Verifica-se a exclusão social pelo fato de que os participantes se queixam da falta de autonomia e dependência, o que leva a necessidade de ajuda de instituições de caridade ou da Assistência Social para a sobrevivência. A falta de dinheiro e trabalho também são fatores que geram desconforto para alguns deles, pois são obrigados a se adequarem às regras e aos horários de instituições para adquirir alimentação, dormir e assim satisfazer as necessidades básicas.

O olhar da sociedade diante das pessoas em situação de rua

Existe uma ambivalência na visão das pessoas em situação de rua referente aos olhares da sociedade. Para elas, algumas pessoas compreendem, são empáticas e tentam ajudar de alguma forma, já outras são preconceituosas.

"(...) Por que a sociedade em si são aqueles que discriminam a gente, que não olha para a gente, que chuta e xinga, esses são os que a gente às vezes vemos como sociedade, mas a sociedade de verdade para mim são aquelas pessoas humanas. No meu modo de pensar, é muito mais fácil você ajudar aquela pessoa que está em situação de rua, você ajudar o seu próximo lá, do que você ver um seu lá, certo? (...)" (Agenor).
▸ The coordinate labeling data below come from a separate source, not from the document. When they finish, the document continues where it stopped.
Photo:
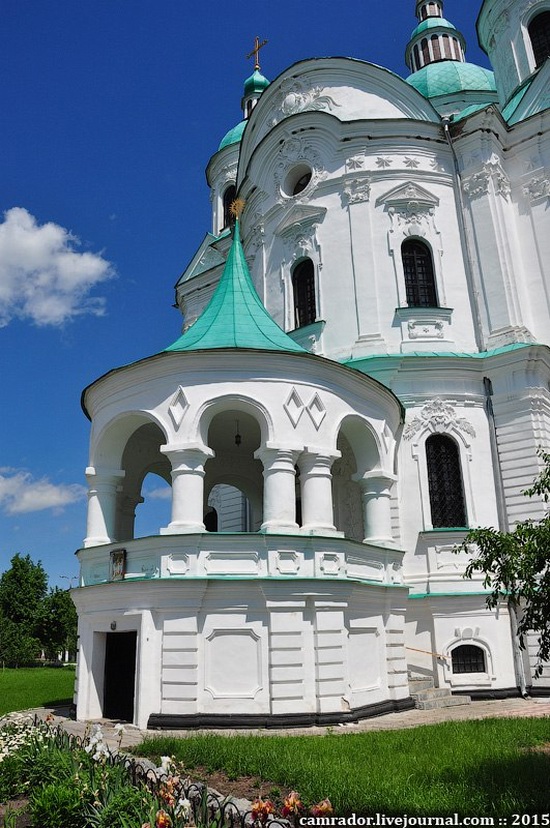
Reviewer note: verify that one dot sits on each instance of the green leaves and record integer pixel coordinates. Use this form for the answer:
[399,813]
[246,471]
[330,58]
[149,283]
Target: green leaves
[516,566]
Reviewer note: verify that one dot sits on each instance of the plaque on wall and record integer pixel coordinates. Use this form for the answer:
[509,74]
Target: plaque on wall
[118,564]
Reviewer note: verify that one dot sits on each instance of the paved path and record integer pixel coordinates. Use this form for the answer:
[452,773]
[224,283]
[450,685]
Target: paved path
[513,708]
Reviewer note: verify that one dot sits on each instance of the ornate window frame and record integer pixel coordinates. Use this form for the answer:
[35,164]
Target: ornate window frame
[468,635]
[440,417]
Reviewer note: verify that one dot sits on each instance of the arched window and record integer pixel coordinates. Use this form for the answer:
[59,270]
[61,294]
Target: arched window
[445,482]
[425,50]
[303,288]
[539,32]
[228,198]
[435,47]
[468,659]
[419,274]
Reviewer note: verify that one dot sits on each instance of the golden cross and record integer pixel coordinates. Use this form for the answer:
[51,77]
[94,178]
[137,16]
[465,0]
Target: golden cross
[255,53]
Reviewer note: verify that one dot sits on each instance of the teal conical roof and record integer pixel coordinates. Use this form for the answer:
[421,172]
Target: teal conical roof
[235,316]
[256,83]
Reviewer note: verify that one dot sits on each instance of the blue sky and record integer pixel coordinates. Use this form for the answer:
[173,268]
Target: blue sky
[111,110]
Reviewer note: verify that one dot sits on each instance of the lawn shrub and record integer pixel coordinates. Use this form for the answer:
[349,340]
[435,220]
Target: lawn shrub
[58,804]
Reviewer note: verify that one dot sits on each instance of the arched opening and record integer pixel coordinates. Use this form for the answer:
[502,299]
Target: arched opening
[348,509]
[233,477]
[419,274]
[303,290]
[229,197]
[539,33]
[445,482]
[132,444]
[467,658]
[153,508]
[228,510]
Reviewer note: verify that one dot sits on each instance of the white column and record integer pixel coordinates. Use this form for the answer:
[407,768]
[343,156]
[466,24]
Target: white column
[316,490]
[102,503]
[376,494]
[187,488]
[126,513]
[279,489]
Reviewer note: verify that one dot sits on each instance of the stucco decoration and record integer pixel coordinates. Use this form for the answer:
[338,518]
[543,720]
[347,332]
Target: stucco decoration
[294,407]
[477,184]
[356,190]
[316,410]
[438,415]
[292,152]
[538,188]
[228,174]
[411,208]
[178,407]
[298,95]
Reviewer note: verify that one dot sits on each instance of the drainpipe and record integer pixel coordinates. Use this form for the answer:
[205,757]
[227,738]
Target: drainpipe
[519,667]
[457,186]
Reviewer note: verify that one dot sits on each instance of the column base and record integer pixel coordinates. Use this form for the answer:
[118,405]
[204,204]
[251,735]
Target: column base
[330,531]
[100,541]
[273,528]
[182,529]
[381,542]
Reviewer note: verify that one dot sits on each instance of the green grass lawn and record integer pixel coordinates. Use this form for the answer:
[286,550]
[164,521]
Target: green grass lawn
[494,767]
[34,687]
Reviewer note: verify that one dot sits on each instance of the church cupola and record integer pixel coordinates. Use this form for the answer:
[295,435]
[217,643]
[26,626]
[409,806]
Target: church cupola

"(...) Alguns entendem, outros não. Alguns acham que a gente é vagabundo, morador de rua é um lixo, eu já ouvi eles falando isso ai, já ouvi falando isso na rua (...)." (Vilmar).

"(...) Eu não posso generalizar e dizer que todo mundo vai te marginalizar só pelo fato que você está na rua. Existem muitas pessoas de coração bom que de repente te ajudam, sabe? Eu tenho a mania de, quando eu não tenho dinheiro, eu vou e na gíria do popular eu peço dinheiro sim! (...)" (Evandro).

O enfrentamento da discriminação representa um desafio vivenciado no cotidiano, pois existe um imaginário da sociedade brasileira referente à marginalização. Além de serem pessoas em situação de rua, elas representam papéis sociais, por exemplo, pais de família, cônjuges. Gostariam de ser vistos como seres humanos e reconhecidos como tal, mas o que vivenciam na prática é uma realidade marcada pela discriminação em virtude dos estereótipos sociais.

Relações com familiares e amigos

Os participantes da pesquisa relataram que possuem pouco ou nenhum contato com seus familiares e amigos. Nove participantes não eram naturais da capital e não tinham familiares na região. Os nascidos na capital preferem manter distanciamento dos familiares sob a justificativa de que já provocaram sofrimento ou pela vergonha de pedir algum tipo de ajuda.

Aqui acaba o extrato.